A $163,500 AI trial is being undertaken by the New South Wales Government to inform its plans to improve water efficiency by measuring water consumption across the state’s regions. 

The trial will measure water consumption in Ballina, Bathurst, Dubbo and the Murray River Council area over the next six months using smart meters and cutting-edge artificial intelligence (AI) technology.   

The study is being conducted by Griffith University using its AI software program, Autoflow, to pinpoint how many litres of water are being used in the household and for what purposes.  

Autoflow uses existing knowledge predetermined by other water usage studies to analyse smart meter data and categorise the information into different household activities.  

These insights will lift the lid on water consumption patterns that will enable government and local water utilities to make more informed water management decisions particularly during drought and peak demand periods.  

It is the first time a study of this kind has been carried out in regional New South Wales using AI technology that will provide new information that will allow communities to better plan and manage water. 

Ballina, Bathurst, Dubbo and the Murray River Council were chosen to be part of the trial because they already have smart meters installed across homes and they represent a good cross section of regional New South Wales from the southern, central and western inland to the coast. 

Traditionally, households have used water meters that need to be read every few months to capture water use, making it hard to understand what the water is being used for. 

Smart meters are digital devices that can send measurement information to Local Water Utilities remotely. 

The project is being delivered by the Department of Climate Change, Energy, the Environment and Water through its NSW Water Efficiency Program. 

The trial is currently underway with the results expected to be handed down later in 2024. 

New South Wales Department of Climate Change, Energy, the Environment and Water Executive Director of Operations Resilience, Ashraf El-Sherbini, said that if someone asked how much water you use every day to shower, brush your teeth, fill up your water bottle or boil the kettle, most people wouldn’t know.  

“This study will bring smart meters and AI technology together to help us understand exactly how much water is being used in regional homes and for what purposes,” Mr El-Sherbini said.  

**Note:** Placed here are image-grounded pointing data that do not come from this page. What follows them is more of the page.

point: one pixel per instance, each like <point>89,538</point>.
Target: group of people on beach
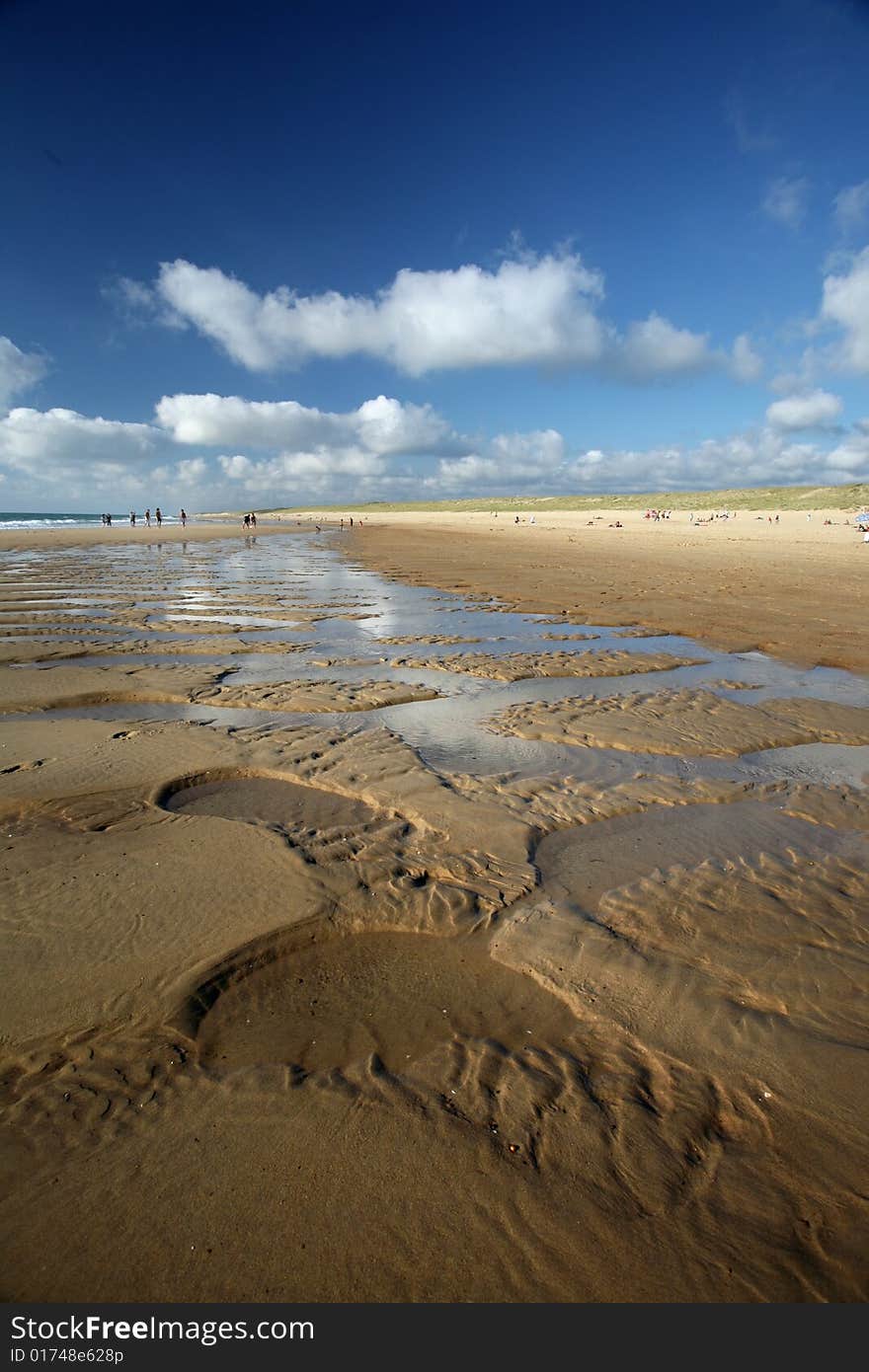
<point>158,517</point>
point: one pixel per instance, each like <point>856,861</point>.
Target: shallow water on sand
<point>299,589</point>
<point>516,988</point>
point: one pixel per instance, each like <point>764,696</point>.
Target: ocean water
<point>59,519</point>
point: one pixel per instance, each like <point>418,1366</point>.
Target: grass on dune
<point>756,498</point>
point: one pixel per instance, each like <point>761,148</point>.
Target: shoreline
<point>28,539</point>
<point>792,590</point>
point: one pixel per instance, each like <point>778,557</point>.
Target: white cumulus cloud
<point>18,370</point>
<point>530,310</point>
<point>785,200</point>
<point>817,409</point>
<point>846,305</point>
<point>382,424</point>
<point>851,207</point>
<point>657,347</point>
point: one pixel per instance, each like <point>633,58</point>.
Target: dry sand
<point>290,1016</point>
<point>795,589</point>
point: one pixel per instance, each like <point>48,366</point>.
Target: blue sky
<point>290,253</point>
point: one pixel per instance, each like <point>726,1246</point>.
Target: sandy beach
<point>371,940</point>
<point>795,589</point>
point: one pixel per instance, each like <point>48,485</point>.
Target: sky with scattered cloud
<point>457,253</point>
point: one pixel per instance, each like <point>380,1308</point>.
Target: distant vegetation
<point>756,498</point>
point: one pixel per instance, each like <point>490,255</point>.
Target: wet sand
<point>795,589</point>
<point>291,1014</point>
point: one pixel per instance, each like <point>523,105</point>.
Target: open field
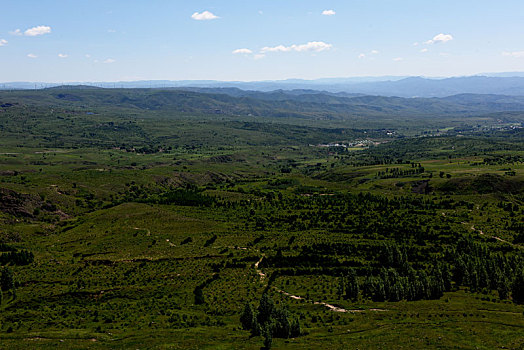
<point>136,228</point>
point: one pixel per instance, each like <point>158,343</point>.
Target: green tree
<point>352,286</point>
<point>248,317</point>
<point>265,309</point>
<point>199,296</point>
<point>517,291</point>
<point>7,281</point>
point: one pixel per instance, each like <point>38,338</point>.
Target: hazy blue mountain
<point>511,84</point>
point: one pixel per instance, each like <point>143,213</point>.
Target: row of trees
<point>269,320</point>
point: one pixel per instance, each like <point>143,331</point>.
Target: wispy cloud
<point>204,16</point>
<point>242,51</point>
<point>34,31</point>
<point>328,13</point>
<point>38,30</point>
<point>315,46</point>
<point>515,54</point>
<point>439,38</point>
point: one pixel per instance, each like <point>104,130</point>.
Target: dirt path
<point>497,238</point>
<point>297,297</point>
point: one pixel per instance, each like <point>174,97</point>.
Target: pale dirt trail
<point>297,297</point>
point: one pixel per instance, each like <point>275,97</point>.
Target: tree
<point>248,317</point>
<point>352,286</point>
<point>503,288</point>
<point>518,288</point>
<point>6,279</point>
<point>199,296</point>
<point>265,309</point>
<point>267,333</point>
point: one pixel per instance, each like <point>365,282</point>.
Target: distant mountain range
<point>308,104</point>
<point>511,84</point>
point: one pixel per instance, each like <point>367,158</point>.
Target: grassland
<point>129,212</point>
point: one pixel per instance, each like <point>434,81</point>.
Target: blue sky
<point>64,41</point>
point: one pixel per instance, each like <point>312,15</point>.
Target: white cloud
<point>242,51</point>
<point>440,38</point>
<point>203,16</point>
<point>328,13</point>
<point>516,54</point>
<point>315,46</point>
<point>38,30</point>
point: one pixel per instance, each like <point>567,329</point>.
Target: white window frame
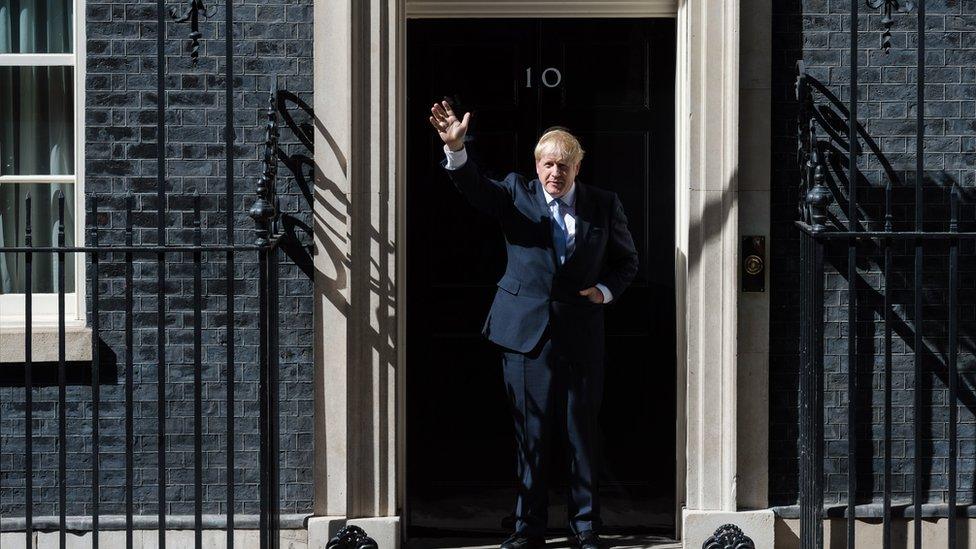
<point>45,306</point>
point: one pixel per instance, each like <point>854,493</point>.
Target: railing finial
<point>888,7</point>
<point>263,209</point>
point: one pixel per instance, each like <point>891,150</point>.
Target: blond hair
<point>561,144</point>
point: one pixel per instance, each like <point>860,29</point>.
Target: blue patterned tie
<point>559,233</point>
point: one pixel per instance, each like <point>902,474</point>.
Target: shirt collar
<point>569,199</point>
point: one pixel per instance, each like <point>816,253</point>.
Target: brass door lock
<point>754,264</point>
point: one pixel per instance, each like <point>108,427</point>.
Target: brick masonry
<point>817,31</point>
<point>273,49</point>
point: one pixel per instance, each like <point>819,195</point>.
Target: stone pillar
<point>755,135</point>
<point>356,287</point>
<point>720,197</point>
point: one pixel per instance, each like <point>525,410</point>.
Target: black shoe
<point>520,541</point>
<point>589,540</point>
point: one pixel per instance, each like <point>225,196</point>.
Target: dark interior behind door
<point>611,82</point>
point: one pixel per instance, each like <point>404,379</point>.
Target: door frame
<point>426,10</point>
<point>360,106</point>
<point>417,9</point>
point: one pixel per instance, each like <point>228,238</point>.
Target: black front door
<point>611,82</point>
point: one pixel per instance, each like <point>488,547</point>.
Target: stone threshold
<point>108,523</point>
<point>615,541</point>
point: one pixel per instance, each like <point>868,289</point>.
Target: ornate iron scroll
<point>193,13</point>
<point>888,7</point>
<point>823,148</point>
<point>729,536</point>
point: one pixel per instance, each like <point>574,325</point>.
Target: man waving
<point>569,254</point>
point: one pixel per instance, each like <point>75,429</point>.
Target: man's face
<point>556,174</point>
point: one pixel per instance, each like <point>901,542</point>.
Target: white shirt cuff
<point>455,159</point>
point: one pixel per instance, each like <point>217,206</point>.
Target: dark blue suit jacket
<point>535,291</point>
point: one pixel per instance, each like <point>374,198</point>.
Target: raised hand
<point>449,128</point>
<point>593,294</point>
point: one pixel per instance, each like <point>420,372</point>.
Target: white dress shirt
<point>456,159</point>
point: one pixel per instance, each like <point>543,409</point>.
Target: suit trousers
<point>544,385</point>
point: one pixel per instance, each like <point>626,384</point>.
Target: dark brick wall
<point>817,31</point>
<point>273,48</point>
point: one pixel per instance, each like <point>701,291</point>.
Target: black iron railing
<point>833,147</point>
<point>264,249</point>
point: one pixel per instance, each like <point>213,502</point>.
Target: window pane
<point>35,26</point>
<point>44,229</point>
<point>36,121</point>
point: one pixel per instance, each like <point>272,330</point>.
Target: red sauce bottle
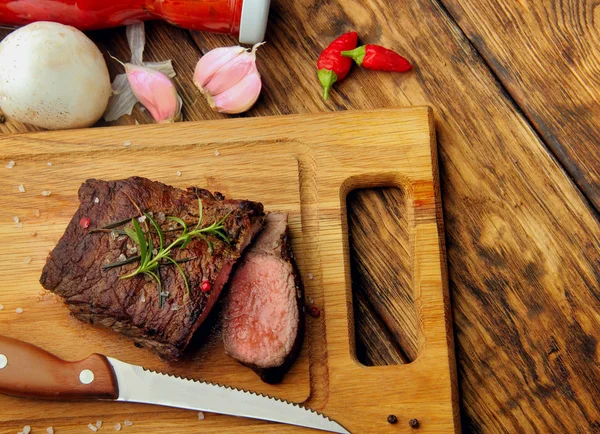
<point>246,19</point>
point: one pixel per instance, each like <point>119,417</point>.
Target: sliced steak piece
<point>74,269</point>
<point>263,319</point>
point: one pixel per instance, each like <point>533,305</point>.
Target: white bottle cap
<point>253,22</point>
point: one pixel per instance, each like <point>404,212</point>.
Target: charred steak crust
<point>74,271</point>
<point>271,243</point>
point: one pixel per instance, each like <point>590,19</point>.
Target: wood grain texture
<point>307,165</point>
<point>379,227</point>
<point>546,55</point>
<point>31,372</point>
<point>523,245</point>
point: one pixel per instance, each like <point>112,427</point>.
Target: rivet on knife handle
<point>30,372</point>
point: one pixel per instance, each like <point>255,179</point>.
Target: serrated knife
<point>30,372</point>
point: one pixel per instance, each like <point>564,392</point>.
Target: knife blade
<point>28,371</point>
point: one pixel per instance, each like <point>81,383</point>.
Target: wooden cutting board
<point>304,165</point>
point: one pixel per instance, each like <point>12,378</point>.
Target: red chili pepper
<point>85,222</point>
<point>378,58</point>
<point>332,65</point>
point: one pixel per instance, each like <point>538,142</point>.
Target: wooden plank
<point>545,54</point>
<point>379,230</point>
<point>522,243</point>
<point>311,162</point>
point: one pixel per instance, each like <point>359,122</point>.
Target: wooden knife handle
<point>30,372</point>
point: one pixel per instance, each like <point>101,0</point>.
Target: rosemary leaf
<point>121,263</point>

“Looking at supply and demand trends will enable government and local water utilities to make more informed decisions about water management in regional New South Wales including how to minimise usage, when to implement water restrictions, whether infrastructure needs upgrading and how to make the most of the water we’ve got.  

“If we can harness state-of-the-art technology to get greater insight into how residents are using their water, we can get better outcomes for local communities. 

“A similar trial that took place in our metro cities was a success, so it makes sense that we now do a study in the regions as part of our ongoing commitment to boost water efficiency to ensure no drop of water is wasted.”  

Griffith University School of Engineering & Built Environment Professor, Rodney Stewart, said that the university’s innovative AI software model has been created using existing water data and various AI techniques to identify usage trends and patterns that are captured on the smart meter.  

“The software will then harvest this information and categorise it into different residential activities from flushing a toilet to running a bath and watering the garden,” Prof Stewart said.  

“Previously, getting this sort of information wouldn’t have been possible using smart meters alone, so we’re really pleased to be partnering with the State Government to shed light on regional water use that will help shape future water efficiency programs across the state.”